The first step towards creating environments where the toughest schools can succeed is investing in early warning systems to address chronic absenteeism and other barriers to success. Then, we must provide high-quality, well-planned, and aligned interventions. But, Balfanz reminds us, "this will also require new thinking about ways to recruit a second shift of adults into schools and funding streams to provide the adult capacity needed to enable and propel all students to attend, behave, try, and believe."

Balfanz then observed that "no one is angrier than a 16-year-old eighth-grader," and that "middle school must be reinvented." He concludes:

This is where low-income students, in particular, fall off the track to graduation. Here the Common Core provides an invaluable tool. Establishing exactly what middle schoolers need to be able to do enables greater freedom -- and even experimentation -- with how they learn it. One can imagine multiple ways to tap into middle-grade students' desire for camaraderie, adventure, and performance by centering the acquisition of core academic skills in the context of engineering, entrepreneurship, civic engagement, and the arts, and acknowledging their demonstration with intellectual merit badges.

Finally, Balfanz makes an astute proposal for recruiting the human capital necessary to implement Common Core without writing off urban schools:

What if instead of a fourth year of college, young adults -- in return for enhanced financial aid -- did a year of national service in high-needs schools, serving as tutors, mentors, and success coaches? This could both create the manpower needed to keep more students on track in more demanding middle and high school courses and serve as a final accelerator, by providing the national service corps members with the 21st century skills of teamwork, communication, and problem-solving that employers are seeking.

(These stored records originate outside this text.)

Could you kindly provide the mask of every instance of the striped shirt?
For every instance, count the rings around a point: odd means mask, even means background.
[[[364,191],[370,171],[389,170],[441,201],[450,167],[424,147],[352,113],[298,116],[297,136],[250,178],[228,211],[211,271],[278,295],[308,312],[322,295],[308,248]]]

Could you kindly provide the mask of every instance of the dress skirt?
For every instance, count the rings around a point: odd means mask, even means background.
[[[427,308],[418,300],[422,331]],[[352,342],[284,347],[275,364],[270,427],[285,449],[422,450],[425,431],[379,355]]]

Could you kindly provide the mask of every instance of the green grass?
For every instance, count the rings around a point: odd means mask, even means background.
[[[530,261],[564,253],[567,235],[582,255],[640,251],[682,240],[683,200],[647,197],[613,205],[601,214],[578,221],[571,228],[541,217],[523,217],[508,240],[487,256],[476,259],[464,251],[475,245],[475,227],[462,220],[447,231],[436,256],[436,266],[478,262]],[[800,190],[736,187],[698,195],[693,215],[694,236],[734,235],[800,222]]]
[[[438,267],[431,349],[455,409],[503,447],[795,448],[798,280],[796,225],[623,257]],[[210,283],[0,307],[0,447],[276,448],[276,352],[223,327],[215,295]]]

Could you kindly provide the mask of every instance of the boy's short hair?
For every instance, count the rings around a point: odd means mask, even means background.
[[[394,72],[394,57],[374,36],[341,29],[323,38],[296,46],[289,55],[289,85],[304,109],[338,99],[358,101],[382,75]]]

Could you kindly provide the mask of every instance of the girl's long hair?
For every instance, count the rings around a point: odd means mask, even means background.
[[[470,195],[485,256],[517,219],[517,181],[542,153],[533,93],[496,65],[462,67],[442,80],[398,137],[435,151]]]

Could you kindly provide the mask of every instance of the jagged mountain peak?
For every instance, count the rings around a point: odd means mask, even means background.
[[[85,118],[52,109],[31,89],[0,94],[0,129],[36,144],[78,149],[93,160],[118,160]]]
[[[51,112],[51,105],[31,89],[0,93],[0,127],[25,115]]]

I know from experience that remediation, "dumbing down" instruction, and focusing excessively on basic skills are counter-productive. We cannot disrespect high school students with 5th grade skills by treating them like elementary school children. We must build on their strengths, especially their moral consciousness and their desire to make the world better. Yes, we must build the instructional scaffolding necessary for low-skilled students to tackle high-quality lessons. But, school systems must also be willing to address chronic absenteeism and chronic disorder before we can systematically teach for mastery. Once we establish the conditions necessary for building respectful learning cultures, students will rise to the occasion. To create such skills, however, we need to recruit twenty-somethings into the team effort that is teaching and learning.